One of my big plans this past winter was to sew up some fleece leggings that I could wear under insulated skirts or skirts made from wool blankets. The skirts never materialized (maybe next winter), but the leggings did, and that’s what I want to share with you today. I suppose leggings can be kind of like t-shirts in that they don’t make for the most interesting of blog posts, but they get a lot of wear, especially when you are hanging around home and don’t have to see people outside of your family every day. Activewear as loungewear for the win!
There is an old post on the Etsy blog circa 2012 where Cal Patch, pattern drafter, author, and maker extraordinaire explains how to draft leggings (i.e. create a leggings pattern) from your own measurements. I tried using this tutorial before I started down the path of growing an immense pattern library, and it is a great one. I still have some of the first leggings I made, but my measurements have changed since then, so I thought it was time for an updated pattern.
One of the cool things about these directions is that they create just one pattern piece. Yep, that’s all you need to sew custom leggings with no outside seam. If you want to get fancy down the road, you could always chop your pattern up and add outside side seams or pockets or whatever, but for the basic leggings, you only need one piece.
After following all the directions, I tested out my pattern with some bathing suit fabric I had marinating in my stash from Fabric Mart Fabrics. I haven’t made a bathing suit from it yet, so I had plenty. Even if I didn’t, these leggings only take about 1.25 yards of fabric. I sewed up a test pair after determining that the fabric was opaque, and it was a success!

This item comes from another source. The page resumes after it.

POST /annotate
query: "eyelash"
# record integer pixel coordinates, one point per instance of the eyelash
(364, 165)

These will make great exercise leggings. I was careful to line up the pattern, which was not as hard as I would have thought.
Then it was on to my Polartec Power Stretch. So far, this is my favorite Polartec fabric that I have tried. It’s soft and fleecy on one side and smooth on the other with a nice stretch. In the past I have made a purple Sew House Seven Toaster Sweater and a Style Arc Josie Hoodie from it and both are still in my wardrobe with the Josie Hoodie being a firm favorite. I have gotten all my Power Stretch from Mill Yardage.
It took very little time to whip up two pairs of leggings from the Power Stretch. These dark gray ones have gotten lots of wear. Unfortunately, I didn’t do a test to see how opaque the ivory fabric was and…they are somewhat see-through, so they have been relegated to tights-only status, and I didn’t model them for you.
When sewing these, I used a zigzag stitch on my regular sewing machine with a 75/11 stretch needle for the bathing suit fabric and a 90/14 stretch needle for the Power Stretch. I used a stitch width/height of 4.5 and a length of 0.5 which made my zigzags tall and very close together. Not everyone likes this kind of stitch for knits, but I find it gives the seam lots of room to stretch. I tested this on a doubled scrap of fabric both on grain and cross-grain and stretched as far as I could to make sure the stitches didn’t pop before sewing on my actual garment. I kept my tension the same as usual, but set my presser foot pressure to the lightest it could go. I used a walking foot, woolly nylon in my bobbin, and Gütermann all purpose thread (100% polyester) in the top. This type of setup has been working well for me when sewing stretchy knits lately.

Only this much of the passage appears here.